Pediatrician Dr. James Murphy (link) came up with the following method. When the finger slides under the tongue, it should be easy and smooth. If it is difficult to move from left to right under the tongue over the floor of the mouth and a “string”, “speed bump” or “fence” is felt, this may indicate a tongue tie.

When the baby is crying, and the tongue stays down, it could be caused by a tongue tie actually pulling the tongue down. Sometimes only the sides of the tongue rise so that the tongue makes a bowl shape.

The upper lip should be able to flange relatively easily.

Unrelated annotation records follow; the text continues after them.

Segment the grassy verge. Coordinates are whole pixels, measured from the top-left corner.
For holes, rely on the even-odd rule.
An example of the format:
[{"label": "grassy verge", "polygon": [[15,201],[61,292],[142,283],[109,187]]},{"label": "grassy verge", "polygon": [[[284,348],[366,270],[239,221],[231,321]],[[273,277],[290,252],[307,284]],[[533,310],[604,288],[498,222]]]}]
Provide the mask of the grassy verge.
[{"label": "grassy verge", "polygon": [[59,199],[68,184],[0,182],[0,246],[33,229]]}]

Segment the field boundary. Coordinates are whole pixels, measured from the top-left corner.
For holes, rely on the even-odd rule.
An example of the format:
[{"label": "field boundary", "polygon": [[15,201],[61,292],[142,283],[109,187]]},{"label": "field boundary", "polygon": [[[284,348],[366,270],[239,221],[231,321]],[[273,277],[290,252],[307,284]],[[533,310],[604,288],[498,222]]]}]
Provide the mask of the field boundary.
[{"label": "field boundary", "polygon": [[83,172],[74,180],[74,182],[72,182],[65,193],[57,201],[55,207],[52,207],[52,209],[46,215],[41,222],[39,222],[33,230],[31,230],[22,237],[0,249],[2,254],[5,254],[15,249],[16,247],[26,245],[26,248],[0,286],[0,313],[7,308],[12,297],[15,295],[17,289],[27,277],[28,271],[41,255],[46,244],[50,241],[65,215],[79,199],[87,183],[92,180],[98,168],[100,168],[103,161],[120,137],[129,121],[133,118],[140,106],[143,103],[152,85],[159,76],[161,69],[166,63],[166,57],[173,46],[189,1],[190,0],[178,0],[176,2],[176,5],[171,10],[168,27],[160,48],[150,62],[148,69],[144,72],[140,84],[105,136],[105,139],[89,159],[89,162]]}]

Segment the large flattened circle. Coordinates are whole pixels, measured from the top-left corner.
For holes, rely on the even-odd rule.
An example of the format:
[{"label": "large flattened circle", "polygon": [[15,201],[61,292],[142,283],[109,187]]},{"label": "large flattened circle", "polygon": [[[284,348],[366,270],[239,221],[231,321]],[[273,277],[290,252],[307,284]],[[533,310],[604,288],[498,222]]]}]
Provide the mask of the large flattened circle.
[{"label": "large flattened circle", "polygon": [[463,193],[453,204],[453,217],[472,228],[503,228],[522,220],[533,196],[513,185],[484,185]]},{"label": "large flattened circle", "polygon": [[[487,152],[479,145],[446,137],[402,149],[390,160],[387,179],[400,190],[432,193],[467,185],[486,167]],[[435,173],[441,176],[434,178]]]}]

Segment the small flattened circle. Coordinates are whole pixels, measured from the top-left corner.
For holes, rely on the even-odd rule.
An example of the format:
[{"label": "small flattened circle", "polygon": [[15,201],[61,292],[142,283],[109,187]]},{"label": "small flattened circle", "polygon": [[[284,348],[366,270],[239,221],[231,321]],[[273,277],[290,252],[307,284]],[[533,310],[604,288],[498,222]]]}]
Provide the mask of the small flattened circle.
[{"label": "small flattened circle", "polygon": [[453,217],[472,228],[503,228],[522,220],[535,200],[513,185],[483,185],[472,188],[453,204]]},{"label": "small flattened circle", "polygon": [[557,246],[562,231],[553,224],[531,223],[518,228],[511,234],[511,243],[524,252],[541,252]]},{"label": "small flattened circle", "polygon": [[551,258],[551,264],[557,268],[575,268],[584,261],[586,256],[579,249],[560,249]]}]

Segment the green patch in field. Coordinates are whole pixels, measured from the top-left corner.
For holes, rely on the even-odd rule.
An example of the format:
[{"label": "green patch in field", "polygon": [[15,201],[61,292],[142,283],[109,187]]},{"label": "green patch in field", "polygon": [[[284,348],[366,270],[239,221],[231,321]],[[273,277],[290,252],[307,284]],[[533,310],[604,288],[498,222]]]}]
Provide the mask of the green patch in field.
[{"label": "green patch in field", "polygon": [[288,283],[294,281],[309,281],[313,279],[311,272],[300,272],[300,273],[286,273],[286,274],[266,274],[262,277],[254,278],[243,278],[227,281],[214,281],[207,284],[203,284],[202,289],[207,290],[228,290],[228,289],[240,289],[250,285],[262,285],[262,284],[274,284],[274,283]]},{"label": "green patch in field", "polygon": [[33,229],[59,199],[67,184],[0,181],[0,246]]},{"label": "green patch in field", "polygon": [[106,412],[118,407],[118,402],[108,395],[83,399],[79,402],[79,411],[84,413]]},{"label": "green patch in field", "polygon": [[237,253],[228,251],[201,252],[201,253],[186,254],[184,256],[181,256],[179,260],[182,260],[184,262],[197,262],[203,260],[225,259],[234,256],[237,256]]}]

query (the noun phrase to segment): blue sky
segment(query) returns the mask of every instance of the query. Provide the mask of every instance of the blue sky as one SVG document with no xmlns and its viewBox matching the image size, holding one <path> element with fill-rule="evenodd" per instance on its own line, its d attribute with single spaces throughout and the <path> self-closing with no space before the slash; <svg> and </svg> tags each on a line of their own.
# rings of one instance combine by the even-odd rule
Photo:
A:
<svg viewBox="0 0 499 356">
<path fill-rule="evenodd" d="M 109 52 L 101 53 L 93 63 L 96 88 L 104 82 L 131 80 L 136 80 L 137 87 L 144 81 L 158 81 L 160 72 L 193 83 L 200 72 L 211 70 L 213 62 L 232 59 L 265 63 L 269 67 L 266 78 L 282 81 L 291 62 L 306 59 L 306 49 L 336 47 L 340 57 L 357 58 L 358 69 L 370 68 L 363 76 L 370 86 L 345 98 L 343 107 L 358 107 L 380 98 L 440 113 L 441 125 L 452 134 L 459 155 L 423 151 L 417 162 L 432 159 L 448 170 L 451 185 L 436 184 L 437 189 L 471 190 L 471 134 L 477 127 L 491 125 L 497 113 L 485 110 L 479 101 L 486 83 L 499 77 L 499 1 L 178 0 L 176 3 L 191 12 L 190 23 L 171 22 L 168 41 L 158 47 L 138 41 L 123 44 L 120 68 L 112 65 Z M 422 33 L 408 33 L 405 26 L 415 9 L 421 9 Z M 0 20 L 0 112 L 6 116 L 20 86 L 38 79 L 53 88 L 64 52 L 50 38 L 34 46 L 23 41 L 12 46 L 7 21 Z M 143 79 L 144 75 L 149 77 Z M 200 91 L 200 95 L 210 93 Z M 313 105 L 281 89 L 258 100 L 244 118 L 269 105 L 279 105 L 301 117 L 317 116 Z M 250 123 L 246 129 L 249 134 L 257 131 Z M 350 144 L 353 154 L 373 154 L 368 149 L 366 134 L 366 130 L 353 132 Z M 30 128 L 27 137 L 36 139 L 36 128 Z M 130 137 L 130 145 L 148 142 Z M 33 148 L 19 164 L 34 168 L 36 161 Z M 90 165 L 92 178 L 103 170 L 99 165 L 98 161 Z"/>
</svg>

If the lip is lifted and gently pulled, and the upper jaw turns bloodless where the lip tie is attached, that may be an indication of a lip tie. This test is also called “blanching” or anaemia test (see photo).

What are the costs of consultation or treatment?

In the Netherlands children up to 18 years are insured for dental care. The applicable dental rates that are calculated are determined by the Dutch Healthcare Authority. Prices 2024

When you have a Dutch insurance, the consultation or treatment is directly invoiced to the health insurance. You do not have to pay in advance. If you do not have Dutch health insurance, you pay after the consultation. You receive a letter for the insurance which explains about the treatment and costs, so you may can get it reimbursed.

For the costs of a consultation or treatment of therapists other than dentists, you should contact the relevant practitioner.